Value-added product used worldwide
Those differential pressure gauges are purely mechanical—you have to go to the device and read it. Today there are broader applications. “With electronics, we can integrate that technology into a control panel or Internet-based system so you can monitor systems remotely. For example, if a facility has 200 filters, it’s hard to walk around every day and see which one needs to be cleaned. With electronic monitoring, you can tell specifically which one needs to be cleaned first in the control room. This helps a lot and saves a lot of time.

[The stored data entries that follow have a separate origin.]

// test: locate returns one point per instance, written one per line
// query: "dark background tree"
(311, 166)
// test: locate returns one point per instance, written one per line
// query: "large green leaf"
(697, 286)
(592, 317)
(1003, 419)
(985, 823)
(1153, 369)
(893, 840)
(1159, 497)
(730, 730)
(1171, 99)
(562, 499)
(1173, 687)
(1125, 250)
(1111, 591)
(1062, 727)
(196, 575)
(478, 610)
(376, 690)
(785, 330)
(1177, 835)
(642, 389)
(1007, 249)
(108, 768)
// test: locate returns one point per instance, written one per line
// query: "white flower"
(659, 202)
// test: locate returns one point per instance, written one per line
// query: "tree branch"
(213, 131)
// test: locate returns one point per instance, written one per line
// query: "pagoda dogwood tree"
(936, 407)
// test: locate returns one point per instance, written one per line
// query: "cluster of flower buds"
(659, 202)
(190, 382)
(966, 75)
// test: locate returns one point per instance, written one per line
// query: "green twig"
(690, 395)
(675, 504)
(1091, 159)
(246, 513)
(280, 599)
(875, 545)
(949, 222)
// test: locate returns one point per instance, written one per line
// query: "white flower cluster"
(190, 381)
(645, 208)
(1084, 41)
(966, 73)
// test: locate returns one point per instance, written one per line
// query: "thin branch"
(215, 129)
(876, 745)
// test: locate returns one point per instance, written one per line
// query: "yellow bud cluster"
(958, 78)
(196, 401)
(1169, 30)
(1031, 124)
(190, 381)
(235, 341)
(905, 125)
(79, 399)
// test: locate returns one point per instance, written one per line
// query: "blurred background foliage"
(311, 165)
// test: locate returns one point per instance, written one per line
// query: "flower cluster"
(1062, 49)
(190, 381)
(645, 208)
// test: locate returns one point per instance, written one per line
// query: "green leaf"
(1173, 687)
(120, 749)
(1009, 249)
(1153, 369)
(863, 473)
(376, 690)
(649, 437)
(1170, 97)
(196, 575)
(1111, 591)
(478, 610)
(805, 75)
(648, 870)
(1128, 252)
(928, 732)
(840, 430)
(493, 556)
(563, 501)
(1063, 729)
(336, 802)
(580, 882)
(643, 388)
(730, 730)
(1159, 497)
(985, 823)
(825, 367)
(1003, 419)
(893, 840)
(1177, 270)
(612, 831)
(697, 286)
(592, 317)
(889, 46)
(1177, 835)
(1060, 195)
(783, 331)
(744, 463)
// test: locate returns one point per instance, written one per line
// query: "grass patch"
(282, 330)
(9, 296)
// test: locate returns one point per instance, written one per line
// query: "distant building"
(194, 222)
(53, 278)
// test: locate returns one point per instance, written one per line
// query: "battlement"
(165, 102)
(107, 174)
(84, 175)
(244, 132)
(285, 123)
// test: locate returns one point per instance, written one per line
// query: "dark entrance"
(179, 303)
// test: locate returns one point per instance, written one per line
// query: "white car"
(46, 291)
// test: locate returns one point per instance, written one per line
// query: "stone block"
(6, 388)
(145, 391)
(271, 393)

“We also designed backflow test kits for the water industry about 15 years ago. Our patented backflow test kit has become the industry standard. The kits are hand-built and individually tested here in Branford.” Differential pressure products are very popular, Schell said. “We are a value-added product. We help other manufacturers with their product line. We private-label for a lot of manufacturers.” As a result, the name Differential Pressure Plus is not well known, even as it celebrates its silver anniversary. “The truth is, a lot of people don’t know our company. On the other side of that, we’re perfectly happy with how things are going and that our product is being sold by so many others around the world.”
Today more people are discovering the company through its expanded social-media presence. “Our specialty is customization and rapid prototyping for unique applications of differential pressure. We also maintain the ability to handle large-quantity orders and even stock gauges for time-sensitive applications. Now we are working to expand into liquid-level markers for cryogenics. We can use the gauges to measure liquid levels in big cryogenic tanks that are filled with oxygen or nitrogen and show how much liquid is left in the tank. We also see a rise in biomedical applications and increased usage of filter-status monitoring to improve efficiency.
“In the future we’ll see less and less oil and gas and more ‘green’ energy. That’s good for us because we’re all about filtration and purification. We have really high standards for that. We’ll continue to innovate and introduce new products. The most rewarding thing is developing a new idea we believe will change the industry.”